While under current law the federal government picks up a percentage of states’ Medicaid costs, under block-granting states would receive a capped dollar amount that would not keep pace with health care costs, due to increased enrollment caused by rising unemployment or other factors.

The end result would force states to handle their Medicaid funding crises by making draconian cuts to eligibility, benefits and provider payment rates. Millions of the poorest Americans who are eligible for Medicaid would thus be denied benefits. This is the intended aim of those promoting block-granting, despite claims that it would give “power back to the states” to better administer the program.

Trump, who vowed during the presidential campaign that he “wouldn’t touch” Medicare, Medicaid and Social Security, now openly supports block-granting. White House counselor Kellyanne Conway confirmed this in an appearance on NBC News Sunday morning, saying the president supports block grants, and that with them “you really cut out the fraud, waste and abuse, and you get the help directly” to beneficiaries. In other words, federal funding will be slashed as a result.

To questions put by Sen. Bob Menendez, Democrat of New Jersey: “Do you not seek to privatize Medicare?” and “Do you not seek to ultimately offer a voucher as your way of providing a greater affordability for Medicare?” Price answered “no” to both. In reality, congressional Republicans, including Price and House Speaker Paul Ryan, have long eyed the program, which covers more than 55 million elderly Americans, for privatization.

Price refused to answer questions from Sen. Ron Wyden of Oregon, the ranking Democrat on the committee, on whether people would be worse off or lose coverage under an ACA repeal, and whether there would be a replacement in place if and when Obamacare is repealed. The Congressional Budget Office has estimated that more than 30 million Americans could lose their health insurance coverage if the ACA is repealed without a replacement.

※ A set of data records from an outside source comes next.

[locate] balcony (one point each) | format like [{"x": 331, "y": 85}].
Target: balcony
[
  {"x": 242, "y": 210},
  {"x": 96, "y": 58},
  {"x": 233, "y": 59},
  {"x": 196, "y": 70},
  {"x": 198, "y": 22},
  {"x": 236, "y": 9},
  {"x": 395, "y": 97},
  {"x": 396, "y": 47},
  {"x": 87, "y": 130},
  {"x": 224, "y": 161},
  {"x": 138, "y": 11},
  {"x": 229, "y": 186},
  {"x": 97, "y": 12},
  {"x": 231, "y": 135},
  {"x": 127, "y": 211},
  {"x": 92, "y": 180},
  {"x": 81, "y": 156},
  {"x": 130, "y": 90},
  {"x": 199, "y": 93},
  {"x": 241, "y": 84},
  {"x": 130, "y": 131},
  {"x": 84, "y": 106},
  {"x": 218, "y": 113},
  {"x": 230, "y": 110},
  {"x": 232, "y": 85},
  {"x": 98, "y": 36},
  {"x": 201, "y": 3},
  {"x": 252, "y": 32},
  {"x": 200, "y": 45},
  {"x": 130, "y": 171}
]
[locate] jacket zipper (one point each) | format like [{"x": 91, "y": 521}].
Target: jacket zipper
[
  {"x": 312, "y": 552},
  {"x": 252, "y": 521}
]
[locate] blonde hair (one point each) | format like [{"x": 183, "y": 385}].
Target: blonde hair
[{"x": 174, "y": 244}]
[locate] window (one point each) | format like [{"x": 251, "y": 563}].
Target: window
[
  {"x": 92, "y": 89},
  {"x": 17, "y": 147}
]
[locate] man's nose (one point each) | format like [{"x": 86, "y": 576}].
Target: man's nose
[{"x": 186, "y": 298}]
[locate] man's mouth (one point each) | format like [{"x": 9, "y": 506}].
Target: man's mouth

Sen. Sherrod Brown, Democrat of Ohio, queried Price on whether recent Trump statements were true that Price was working with Trump on a replacement plan for the ACA “which is nearly finished and will be revealed after your confirmation.” Price cynically replied, “It’s true that he said that, yes,” drawing laughter from the hearing room.

Earlier in the day’s hearing, Price also defended himself against new allegations contained in a bipartisan staff memo circulated among Finance Committee members. The memo alleges that he undervalued the amount of stock he owned in an Australian biotech firm on his financial disclosure forms and that he did not properly disclose late tax payments on rental properties.

Price responded to questioning by Wyden on the investments: “The reality is that everything that I did was ethical, above board, legal and transparent.” It is unlikely that this issue and earlier questioning on other investments by Price will turn any of the Republicans on the Finance Committee against the nominee.

Concluding the hearing, Utah Sen. Orrin Hatch, chairman of the committee, said of Price’s performance: “We’ve never had a witness that has performed as well as you have,” and bemoaned the “hyper-politicization of the nomination process.” He called the Democrats’ questioning on Price’s ethics “specious and distorted.”

Hatch summed up the attitude of the ruling elite and its most right-wing political representatives on health care and social spending in general. “We’ve got to end this liberal clap-trap that we don’t have to pay the piper,” he said. The chairman said he was tired of the idea that “we’ve got to do everything for everybody,” adding, “Money doesn’t grow on trees.”

A vote will take place on Price’s nomination this week in the Finance Committee, which is expected to be in his favor, largely along party lines. The nomination will then go to the full Senate for a vote.